By Kitsey E. Burns email@example.com
July 3, 2014
YADKINVILLE — Wine lovers in the area will soon have a new tasting room to visit in the Yadkin Valley wine region.
John Koren and Lyn Layton-Koren hope to have Sweet Home Carolina Vineyard and Winery, located at 3423 Old U.S. 421 Hwy E., open by late summer or fall and their goal is to provide a unique and different experience for wine drinkers.
“All of my wines are a little bit different because I want to give everybody something new to come to and new to try,” Layton-Koren said. “I think maybe that’s the artist in me coming out. I want to create something different and unique that nobody around here has really experienced.”
The couple, who lived in the Virginia Beach area until they retired, spent some time traveling the country in a motor home in search of a new place to call home. After visiting her brother in Clemmons, Layton-Koren said she and her husband decided to move to North Carolina.
“We didn’t know we were in the middle of wine country,” she said. “So once we discovered that, we started on Sundays, it was kind of a neat thing to do to go the different little wineries, have a glass of wine, taste the wines, sit on the porches and just visit with people and we got kind of hooked on the whole tasting room experience and the country tasting rooms especially. All of them are different. Everybody’s got a different unique something about them.”
They enjoyed visiting the area wineries so much, in fact, that they decided to try their hand at wine making.
“I started in our garage making wine,” Layton-Koren said. “The hobby kind of got carried away and before I knew it I had an entire tiny little winery in my garage.”

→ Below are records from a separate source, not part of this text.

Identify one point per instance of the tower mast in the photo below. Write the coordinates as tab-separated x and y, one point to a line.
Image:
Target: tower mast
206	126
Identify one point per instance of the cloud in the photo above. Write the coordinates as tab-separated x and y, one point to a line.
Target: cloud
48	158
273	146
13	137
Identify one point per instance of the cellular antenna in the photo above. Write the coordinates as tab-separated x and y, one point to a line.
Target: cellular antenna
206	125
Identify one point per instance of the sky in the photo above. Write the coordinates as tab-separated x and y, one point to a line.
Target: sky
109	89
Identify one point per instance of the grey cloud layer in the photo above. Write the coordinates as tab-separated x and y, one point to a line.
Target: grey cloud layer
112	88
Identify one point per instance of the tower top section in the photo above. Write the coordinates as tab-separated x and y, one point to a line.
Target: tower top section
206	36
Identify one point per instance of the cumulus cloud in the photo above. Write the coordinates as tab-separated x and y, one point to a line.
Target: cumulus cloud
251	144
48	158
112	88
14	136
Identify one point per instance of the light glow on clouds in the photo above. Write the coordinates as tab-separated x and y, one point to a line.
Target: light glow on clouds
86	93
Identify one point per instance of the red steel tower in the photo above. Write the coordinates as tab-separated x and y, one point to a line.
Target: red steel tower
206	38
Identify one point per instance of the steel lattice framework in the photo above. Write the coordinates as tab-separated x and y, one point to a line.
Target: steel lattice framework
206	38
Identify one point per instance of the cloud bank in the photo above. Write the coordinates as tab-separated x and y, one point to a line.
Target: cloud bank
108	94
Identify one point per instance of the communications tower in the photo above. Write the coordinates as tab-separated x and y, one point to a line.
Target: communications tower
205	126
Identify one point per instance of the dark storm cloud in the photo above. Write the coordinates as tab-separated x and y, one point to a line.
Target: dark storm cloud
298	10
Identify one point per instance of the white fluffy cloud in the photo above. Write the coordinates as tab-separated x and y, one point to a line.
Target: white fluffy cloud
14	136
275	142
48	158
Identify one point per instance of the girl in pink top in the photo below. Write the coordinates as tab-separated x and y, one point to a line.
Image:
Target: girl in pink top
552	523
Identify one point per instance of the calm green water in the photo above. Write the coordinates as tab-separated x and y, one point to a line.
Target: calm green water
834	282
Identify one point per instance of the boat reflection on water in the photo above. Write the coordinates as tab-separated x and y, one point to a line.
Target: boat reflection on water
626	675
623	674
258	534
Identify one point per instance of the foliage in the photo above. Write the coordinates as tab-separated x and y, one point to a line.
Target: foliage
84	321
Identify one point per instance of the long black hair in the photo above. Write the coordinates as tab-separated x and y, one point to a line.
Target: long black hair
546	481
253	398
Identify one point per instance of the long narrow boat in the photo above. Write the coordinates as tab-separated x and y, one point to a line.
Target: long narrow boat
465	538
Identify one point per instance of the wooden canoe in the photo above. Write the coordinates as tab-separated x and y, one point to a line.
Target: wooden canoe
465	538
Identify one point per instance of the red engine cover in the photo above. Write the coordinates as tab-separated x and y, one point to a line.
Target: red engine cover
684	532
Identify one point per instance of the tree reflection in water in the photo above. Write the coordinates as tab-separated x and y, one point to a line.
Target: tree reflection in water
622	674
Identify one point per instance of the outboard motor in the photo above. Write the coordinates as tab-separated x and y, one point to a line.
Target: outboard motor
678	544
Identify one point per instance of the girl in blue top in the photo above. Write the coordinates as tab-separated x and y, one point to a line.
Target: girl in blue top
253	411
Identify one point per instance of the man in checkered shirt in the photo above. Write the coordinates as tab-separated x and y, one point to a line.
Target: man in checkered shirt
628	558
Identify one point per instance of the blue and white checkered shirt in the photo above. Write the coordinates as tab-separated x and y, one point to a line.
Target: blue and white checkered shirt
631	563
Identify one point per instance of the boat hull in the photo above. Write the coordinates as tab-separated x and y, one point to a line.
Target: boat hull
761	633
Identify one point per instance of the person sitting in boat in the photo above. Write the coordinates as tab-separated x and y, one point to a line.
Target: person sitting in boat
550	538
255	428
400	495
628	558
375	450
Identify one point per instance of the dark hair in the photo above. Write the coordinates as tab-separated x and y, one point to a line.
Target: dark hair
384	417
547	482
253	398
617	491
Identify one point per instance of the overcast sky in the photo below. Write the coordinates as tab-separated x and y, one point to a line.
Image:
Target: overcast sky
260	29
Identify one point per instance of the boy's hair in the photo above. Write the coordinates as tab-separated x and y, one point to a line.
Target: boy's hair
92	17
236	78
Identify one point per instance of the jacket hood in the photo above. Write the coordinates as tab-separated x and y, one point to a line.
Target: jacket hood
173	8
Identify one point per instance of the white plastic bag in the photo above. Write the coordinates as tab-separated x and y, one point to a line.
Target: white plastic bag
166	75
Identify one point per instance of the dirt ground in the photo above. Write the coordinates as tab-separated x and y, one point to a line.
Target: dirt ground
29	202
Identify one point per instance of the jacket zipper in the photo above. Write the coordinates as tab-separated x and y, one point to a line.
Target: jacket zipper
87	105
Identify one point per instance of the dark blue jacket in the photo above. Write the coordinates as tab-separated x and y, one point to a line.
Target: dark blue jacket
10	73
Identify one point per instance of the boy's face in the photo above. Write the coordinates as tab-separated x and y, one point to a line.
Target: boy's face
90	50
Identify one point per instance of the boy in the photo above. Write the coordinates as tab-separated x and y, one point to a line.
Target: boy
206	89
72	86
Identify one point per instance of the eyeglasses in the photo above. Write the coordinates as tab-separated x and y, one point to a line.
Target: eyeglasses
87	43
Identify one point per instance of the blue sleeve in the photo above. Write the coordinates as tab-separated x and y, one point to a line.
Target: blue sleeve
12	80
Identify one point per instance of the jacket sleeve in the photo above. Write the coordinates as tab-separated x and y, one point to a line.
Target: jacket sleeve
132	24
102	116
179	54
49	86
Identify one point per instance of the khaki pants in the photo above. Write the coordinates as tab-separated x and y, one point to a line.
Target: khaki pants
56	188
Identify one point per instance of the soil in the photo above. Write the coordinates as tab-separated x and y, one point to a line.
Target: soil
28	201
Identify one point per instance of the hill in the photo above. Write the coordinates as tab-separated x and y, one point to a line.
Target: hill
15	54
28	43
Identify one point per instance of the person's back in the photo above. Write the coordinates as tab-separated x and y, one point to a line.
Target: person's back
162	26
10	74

The wines were served for friends, but an idea soon began to germinate about taking things a step further.
“We started entertaining the notion, sitting on the front porch of Hanover Park [Winery] at Michael and Amy’s, and talking about doing our own winery and tasting room and vineyard,” Layton-Koren said.
After planting their first grapes, six different hybrids, and making wine from their own grapes, they knew there was no turning back. Despite set backs with health concerns and other delays, the two kept moving forward with their dream of opening a winery.
The first bottling was done in June of a wine called Pure Country made entirely from tart cherries.
“The aroma, the taste, everything takes you back to your childhood,” Layton-Koren said. The original intention was to sweeten this wine with some added sugar, but upon tasting it, she said there was no way she could make any changes to it.
“It smells just like fresh picked tart cherries, it tastes just like fresh picked tart cherries and the taste was so perfect and the aroma was so perfect I said no we can’t mess with it,” she explained. “We just can’t because to me it’s something that stirs memories from when you were younger. That’s the sort of the thing I like to bring out with wines is to try and stir up memories from things that have happened in your life. That’s what I try and shoot for.”
When the tasting room opens later this summer, Sweet Home Carolina will offer 13 different wines, made from hybrid grapes not typically seen in this area. Planted on the property is a grape called Diamond, a favorite of Layton-Koren’s and something she felt was fated for her to grow as it was the only surviving plant from the harsh winter.
In addition to being made from some unusual hybrids like Edelweiss, Brianna and Noiret, the wines at Sweet Home Carolina also have unique names like Spirited, Wild Thing, Rebel without a Cause and Baby Girl. The inspiration for some of the names, Layton-Koren said, came from their beloved miniature horses, donkeys and their cockatoo called Baby Bird.
Visitors to the winery will get a chance to see Baby Bird, miniature horses Tinka, Candy, Daz, Clover, Diva, Enya and Esme and miniature donkeys Ruby and Jubilee. The wine labels also will feature images of the animals.
The goal, Layton-Koren said, for Sweet Home Carolina is to create a magical place for people to visit and enjoy wine, but most of all a place where people feel at home and comfortable.
“I’ve always believed a wine expert is somebody who knows what they like,” she said.